Major findings of the study included:
- 74 per cent of students and 80 percent of teachers believe Gen Z learns best by creating and hands-on experiences
- 91 per cent of students feel unprepared or only somewhat prepared for the real world, and 95 per cent of teachers agree
- 79 per cent of students and 71 percent of teachers wish there was more of a focus on creativity in the classroom
- 62 per cent of teachers want more opportunities for hands-on learning in the classroom
- 98 per cent of teachers feel their students will have careers that do not exist today
- 78 per cent of students and 93 per cent of teachers see creativity as essential to students’ future careers
- 93 per cent of students and 78 per cent of teachers view technology as key to their career preparedness
- 87 per cent of students believe their future careers will involve creating, and 93 per cent of teachers agree
- 52 per cent of students feel excited about their future, and 49 per cent feel nervous
- 78 per cent of teachers believe they need better tools to help prepare Gen Z for the future workforce
- 44 per cent of teachers believe their current school’s technology is outdated
“Both Generation Z students and their teachers agree they learn best through creating and hands-on experiences,” said Michael Stoddart, director of market development and evangelism, Adobe. “With the current curriculum focusing on content-based education models, students feel they are not being adequately prepared for the workforce. Educators need to offer creative outlets for their students so that they can explore creativity and develop the innovative skills the future workforce needs.”

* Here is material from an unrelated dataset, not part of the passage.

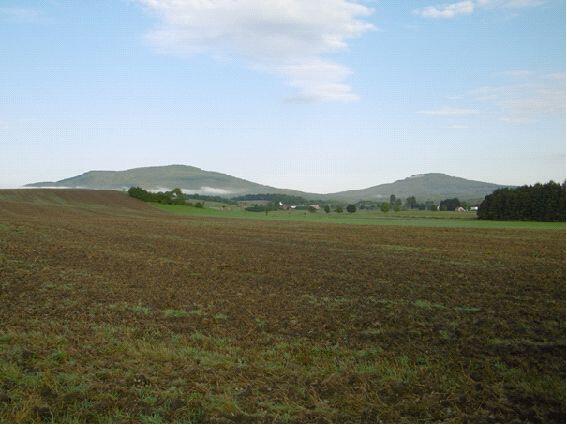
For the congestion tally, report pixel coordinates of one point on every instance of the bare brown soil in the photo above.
(113, 311)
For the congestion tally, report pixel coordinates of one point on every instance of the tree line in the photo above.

Over three quarters of Australia’s educators teaching Gen Z believe they need better tools to help prepare their students, 44 percent believe their school’s technology is outdated, while 71 percent of teachers wish their classes had a greater focus on creativity, as this would help prepare students for the future workforce.
The study was conducted as an online survey among n=505 Gen Z students (ages 11-17) nationwide Australia and n=200 teachers of Gen Z students (ages 11-17) nationwide Australia between September 26 – October 6, 2017.